佐賀県は16日、県庁や県立図書館など県有施設の男性トイレ個室にサニタリーボックス(汚物入れ)を設置する考えを示した。前立腺がんやぼうこうがんの患者らが使う尿漏れパッドを捨てることができ、県が目指す誰もが暮らしやすいまちづくりにつなげる。

 16日の県議会一般質問で、中本正一議員(公明)が「がん患者だけでなく、加齢による尿漏れやトランスジェンダーで生理がある人など、男性用トイレの個室にサニタリーボックスがなくて困っているという声がある」と述べ、県の方針をただした。

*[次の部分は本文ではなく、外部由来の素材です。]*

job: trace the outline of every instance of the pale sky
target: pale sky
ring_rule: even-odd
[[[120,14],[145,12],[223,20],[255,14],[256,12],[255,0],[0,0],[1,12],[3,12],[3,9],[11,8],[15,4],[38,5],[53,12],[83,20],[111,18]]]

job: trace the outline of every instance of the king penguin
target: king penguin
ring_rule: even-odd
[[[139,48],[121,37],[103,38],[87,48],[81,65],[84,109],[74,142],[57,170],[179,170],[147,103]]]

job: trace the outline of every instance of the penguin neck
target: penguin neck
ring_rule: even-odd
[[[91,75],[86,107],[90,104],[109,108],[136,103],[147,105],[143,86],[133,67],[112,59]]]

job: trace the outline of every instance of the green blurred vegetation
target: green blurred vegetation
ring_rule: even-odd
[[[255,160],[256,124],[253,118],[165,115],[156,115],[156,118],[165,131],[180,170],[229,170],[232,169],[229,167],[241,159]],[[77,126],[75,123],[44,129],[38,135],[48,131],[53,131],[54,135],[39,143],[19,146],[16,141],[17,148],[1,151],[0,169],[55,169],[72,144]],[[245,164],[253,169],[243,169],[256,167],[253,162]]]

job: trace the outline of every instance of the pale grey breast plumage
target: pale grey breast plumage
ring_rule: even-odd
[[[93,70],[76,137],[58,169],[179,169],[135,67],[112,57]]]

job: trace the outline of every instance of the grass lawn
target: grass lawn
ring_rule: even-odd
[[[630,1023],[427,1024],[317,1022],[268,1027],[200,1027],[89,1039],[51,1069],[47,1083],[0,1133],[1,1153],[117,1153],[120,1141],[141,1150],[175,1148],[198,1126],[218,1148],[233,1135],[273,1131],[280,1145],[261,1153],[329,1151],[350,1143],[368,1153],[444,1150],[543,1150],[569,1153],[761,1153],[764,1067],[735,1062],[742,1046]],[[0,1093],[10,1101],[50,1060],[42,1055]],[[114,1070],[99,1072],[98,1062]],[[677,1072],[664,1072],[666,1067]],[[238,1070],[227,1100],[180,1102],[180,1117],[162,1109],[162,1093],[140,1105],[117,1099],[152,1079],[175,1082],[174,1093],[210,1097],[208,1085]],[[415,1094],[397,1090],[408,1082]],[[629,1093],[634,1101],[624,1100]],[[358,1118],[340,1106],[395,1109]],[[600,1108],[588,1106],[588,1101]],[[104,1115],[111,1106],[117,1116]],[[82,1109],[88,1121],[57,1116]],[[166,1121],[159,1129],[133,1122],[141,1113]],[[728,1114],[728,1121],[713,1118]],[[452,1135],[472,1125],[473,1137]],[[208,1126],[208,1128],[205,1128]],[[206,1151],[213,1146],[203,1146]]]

 久保山善生健康福祉部長は答弁で「県民が多様性を認め合い、お互いに尊重し合うことにつながる」と設置の意義に言及し、「まずは県有施設からと考えている。市町や不特定多数の人が利用する民間施設にも理解促進に向けて働きかけていきたい」と強調した。

 県によると、県内で2019年に前立腺がん、ぼうこうがんと診断された男性はそれぞれ596人、101人となっている。県がん撲滅特別対策室は「建設中のアリーナを含め各施設の実情に応じ、関係部署や指定管理者と連携して設置を進めていきたい」としている。